Drawing on our research and practice, it involves concrete actions:
This approach offers concrete pathways for the academic research community.
These networks function as distributed, real-world laboratories.
They generate rich qualitative and quantitative data on context-specific climate impacts, the practicalities of implementing adaptation strategies, barriers encountered, and observed outcomes.
They offer fertile ground for implementation science, participatory action research, and validating citizen science methodologies at scale.
Rigorous study of these networks themselves – how knowledge flows, how solutions spread, how collective capacity builds – can advance our understanding of learning and adaptation in complex systems.
This vision of an empowered, networked health workforce directly supports emerging global policy.
WHO’s Global Plan of Action on Climate Change and Health, and the Belém Health Action Plan (BHAP) under development for COP30, both stress social participation, capacity building, and the integration of local knowledge.
Peer learning networks provide a practical, field-tested engine to translate these principles into action, connecting the ambitions of Belém with the realities faced by a nurse in Bangladesh, a community health worker in Kenya, or a community health doctor in India.

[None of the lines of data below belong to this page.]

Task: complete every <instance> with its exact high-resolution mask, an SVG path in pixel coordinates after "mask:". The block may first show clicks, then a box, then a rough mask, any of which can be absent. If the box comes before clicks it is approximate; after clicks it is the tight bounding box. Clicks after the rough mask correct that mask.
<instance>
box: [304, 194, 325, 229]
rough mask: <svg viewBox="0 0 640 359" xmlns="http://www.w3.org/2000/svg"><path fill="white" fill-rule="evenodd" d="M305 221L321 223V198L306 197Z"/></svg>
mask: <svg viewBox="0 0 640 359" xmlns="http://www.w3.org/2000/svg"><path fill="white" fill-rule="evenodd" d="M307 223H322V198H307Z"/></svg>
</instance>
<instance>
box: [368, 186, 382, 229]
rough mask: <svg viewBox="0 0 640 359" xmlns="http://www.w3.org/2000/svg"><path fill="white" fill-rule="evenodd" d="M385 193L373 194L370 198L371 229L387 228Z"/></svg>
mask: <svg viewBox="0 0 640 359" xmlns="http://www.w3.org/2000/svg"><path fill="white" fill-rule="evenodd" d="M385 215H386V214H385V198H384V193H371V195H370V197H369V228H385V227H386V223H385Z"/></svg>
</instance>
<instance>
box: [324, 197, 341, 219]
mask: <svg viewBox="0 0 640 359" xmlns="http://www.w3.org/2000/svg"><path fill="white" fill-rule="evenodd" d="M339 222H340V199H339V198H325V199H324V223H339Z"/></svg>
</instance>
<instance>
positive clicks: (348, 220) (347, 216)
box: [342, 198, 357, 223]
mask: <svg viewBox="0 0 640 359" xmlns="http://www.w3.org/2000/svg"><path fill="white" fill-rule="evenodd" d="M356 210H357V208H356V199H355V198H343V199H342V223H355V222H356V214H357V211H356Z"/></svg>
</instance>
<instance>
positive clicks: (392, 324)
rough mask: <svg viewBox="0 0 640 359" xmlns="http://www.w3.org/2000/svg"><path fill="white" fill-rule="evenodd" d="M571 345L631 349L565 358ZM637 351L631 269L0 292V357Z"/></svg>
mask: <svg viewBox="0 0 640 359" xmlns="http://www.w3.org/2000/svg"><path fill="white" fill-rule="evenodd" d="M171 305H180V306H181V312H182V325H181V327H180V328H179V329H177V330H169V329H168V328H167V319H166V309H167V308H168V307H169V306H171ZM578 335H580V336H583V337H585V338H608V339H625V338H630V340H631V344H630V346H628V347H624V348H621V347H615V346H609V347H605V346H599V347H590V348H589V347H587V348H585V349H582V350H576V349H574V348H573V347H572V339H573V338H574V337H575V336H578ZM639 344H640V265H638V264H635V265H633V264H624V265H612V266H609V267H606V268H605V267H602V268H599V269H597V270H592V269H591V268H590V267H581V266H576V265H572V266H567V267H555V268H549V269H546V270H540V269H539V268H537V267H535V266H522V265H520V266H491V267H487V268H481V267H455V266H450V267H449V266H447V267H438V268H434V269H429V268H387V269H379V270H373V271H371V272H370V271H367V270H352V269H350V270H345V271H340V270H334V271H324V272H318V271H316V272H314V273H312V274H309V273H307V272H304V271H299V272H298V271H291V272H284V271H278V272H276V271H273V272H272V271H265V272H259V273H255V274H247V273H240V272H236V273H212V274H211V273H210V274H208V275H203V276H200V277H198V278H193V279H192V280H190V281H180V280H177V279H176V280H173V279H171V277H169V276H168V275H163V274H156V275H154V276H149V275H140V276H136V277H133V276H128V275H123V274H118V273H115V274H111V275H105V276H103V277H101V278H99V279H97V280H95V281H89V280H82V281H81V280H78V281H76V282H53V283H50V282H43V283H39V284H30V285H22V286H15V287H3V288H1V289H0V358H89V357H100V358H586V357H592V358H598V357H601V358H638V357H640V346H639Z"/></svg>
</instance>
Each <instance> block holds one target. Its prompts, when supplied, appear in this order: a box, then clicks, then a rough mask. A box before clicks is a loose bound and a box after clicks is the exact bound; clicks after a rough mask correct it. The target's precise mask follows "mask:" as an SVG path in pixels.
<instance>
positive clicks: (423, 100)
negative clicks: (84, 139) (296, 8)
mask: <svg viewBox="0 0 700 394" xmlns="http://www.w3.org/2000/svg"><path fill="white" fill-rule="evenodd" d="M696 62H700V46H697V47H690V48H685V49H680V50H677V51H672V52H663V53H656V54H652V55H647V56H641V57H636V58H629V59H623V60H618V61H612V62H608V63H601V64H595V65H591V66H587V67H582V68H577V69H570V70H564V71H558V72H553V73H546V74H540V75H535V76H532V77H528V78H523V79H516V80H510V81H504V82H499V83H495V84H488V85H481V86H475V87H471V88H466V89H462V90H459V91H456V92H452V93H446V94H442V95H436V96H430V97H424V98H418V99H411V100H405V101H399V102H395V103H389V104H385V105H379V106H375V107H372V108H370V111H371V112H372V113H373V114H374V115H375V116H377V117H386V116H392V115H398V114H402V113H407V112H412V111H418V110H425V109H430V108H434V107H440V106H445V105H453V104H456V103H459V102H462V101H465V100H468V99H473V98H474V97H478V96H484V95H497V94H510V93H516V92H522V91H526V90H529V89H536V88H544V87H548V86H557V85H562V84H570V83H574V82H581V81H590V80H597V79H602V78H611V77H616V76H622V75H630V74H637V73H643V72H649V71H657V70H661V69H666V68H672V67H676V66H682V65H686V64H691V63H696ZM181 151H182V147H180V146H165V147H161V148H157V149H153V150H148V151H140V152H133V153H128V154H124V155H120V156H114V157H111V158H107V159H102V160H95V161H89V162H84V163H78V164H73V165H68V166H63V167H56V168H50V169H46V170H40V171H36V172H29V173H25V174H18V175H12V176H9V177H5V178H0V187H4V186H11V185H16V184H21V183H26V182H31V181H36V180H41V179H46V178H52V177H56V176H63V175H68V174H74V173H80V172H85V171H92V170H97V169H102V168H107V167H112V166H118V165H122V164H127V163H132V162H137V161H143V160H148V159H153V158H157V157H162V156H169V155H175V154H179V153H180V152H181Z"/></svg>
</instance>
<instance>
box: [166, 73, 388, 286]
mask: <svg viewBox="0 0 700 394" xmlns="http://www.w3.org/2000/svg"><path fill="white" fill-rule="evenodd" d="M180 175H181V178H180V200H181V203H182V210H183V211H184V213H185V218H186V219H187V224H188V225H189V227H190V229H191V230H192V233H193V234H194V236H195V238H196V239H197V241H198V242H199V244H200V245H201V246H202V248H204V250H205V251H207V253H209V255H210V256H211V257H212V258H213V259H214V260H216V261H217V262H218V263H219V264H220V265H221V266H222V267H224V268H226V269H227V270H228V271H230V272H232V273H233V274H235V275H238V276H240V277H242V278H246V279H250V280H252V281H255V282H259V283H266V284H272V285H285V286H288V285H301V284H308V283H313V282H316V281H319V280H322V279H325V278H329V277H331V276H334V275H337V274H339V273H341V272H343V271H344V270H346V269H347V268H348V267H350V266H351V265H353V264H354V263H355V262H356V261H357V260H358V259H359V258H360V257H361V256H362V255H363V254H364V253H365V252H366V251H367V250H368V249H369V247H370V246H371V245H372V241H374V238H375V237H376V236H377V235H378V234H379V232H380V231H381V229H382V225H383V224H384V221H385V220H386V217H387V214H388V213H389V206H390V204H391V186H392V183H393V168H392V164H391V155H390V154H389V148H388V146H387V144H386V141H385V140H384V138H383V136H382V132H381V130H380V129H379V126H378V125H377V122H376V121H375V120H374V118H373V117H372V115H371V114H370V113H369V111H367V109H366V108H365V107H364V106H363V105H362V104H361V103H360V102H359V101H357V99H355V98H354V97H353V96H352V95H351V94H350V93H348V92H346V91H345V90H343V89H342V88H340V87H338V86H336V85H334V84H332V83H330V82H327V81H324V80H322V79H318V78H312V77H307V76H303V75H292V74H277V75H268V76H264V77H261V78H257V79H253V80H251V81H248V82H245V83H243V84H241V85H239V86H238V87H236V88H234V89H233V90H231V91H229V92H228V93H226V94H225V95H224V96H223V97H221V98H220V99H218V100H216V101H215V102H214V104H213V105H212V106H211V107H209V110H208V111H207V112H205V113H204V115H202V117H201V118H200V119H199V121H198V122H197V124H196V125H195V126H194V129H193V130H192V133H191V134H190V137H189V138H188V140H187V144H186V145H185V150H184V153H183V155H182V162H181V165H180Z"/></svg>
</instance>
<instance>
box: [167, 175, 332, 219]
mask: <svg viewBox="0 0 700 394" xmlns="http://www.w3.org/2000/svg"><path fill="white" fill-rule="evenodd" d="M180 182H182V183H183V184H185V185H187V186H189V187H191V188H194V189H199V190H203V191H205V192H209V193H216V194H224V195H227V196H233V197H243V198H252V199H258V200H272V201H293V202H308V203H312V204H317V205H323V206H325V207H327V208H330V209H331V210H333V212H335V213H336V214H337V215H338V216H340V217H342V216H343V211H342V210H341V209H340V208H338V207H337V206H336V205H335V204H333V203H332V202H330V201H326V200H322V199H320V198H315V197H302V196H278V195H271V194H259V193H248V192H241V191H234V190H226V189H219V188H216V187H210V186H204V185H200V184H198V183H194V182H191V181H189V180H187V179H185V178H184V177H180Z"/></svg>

Furthermore, this approach may represent one of the most effective investments available.
Preliminary analysis by The Geneva Learning Foundation suggests that supporting local action health workers through networked peer learning could yield substantial health gains.
With a critical mass of one million health workers connected to learn from and support each other, the potential is to save seven million lives, at a cost lower than that of immunization.
This is not just about doing good.
It is about smart investment in resilience.
The 2025 Lancet Countdown acknowledges the view from the ground.
The challenge now is to fully integrate that perspective into research and policy, by supporting and amplifying existing, community-led local action.
We must move beyond framing health workers as recipients of knowledge or vulnerable populations needing protection, and recognize their indispensable role as knowledgeable, capable leaders.
Harnessing their “knowing-in-action” through structured, networked peer support is not merely an alternative approach.
It is essential for building the adaptive, equitable, and effective health responses this escalating climate crisis demands.
The wisdom needed to navigate the swamp often resides within it.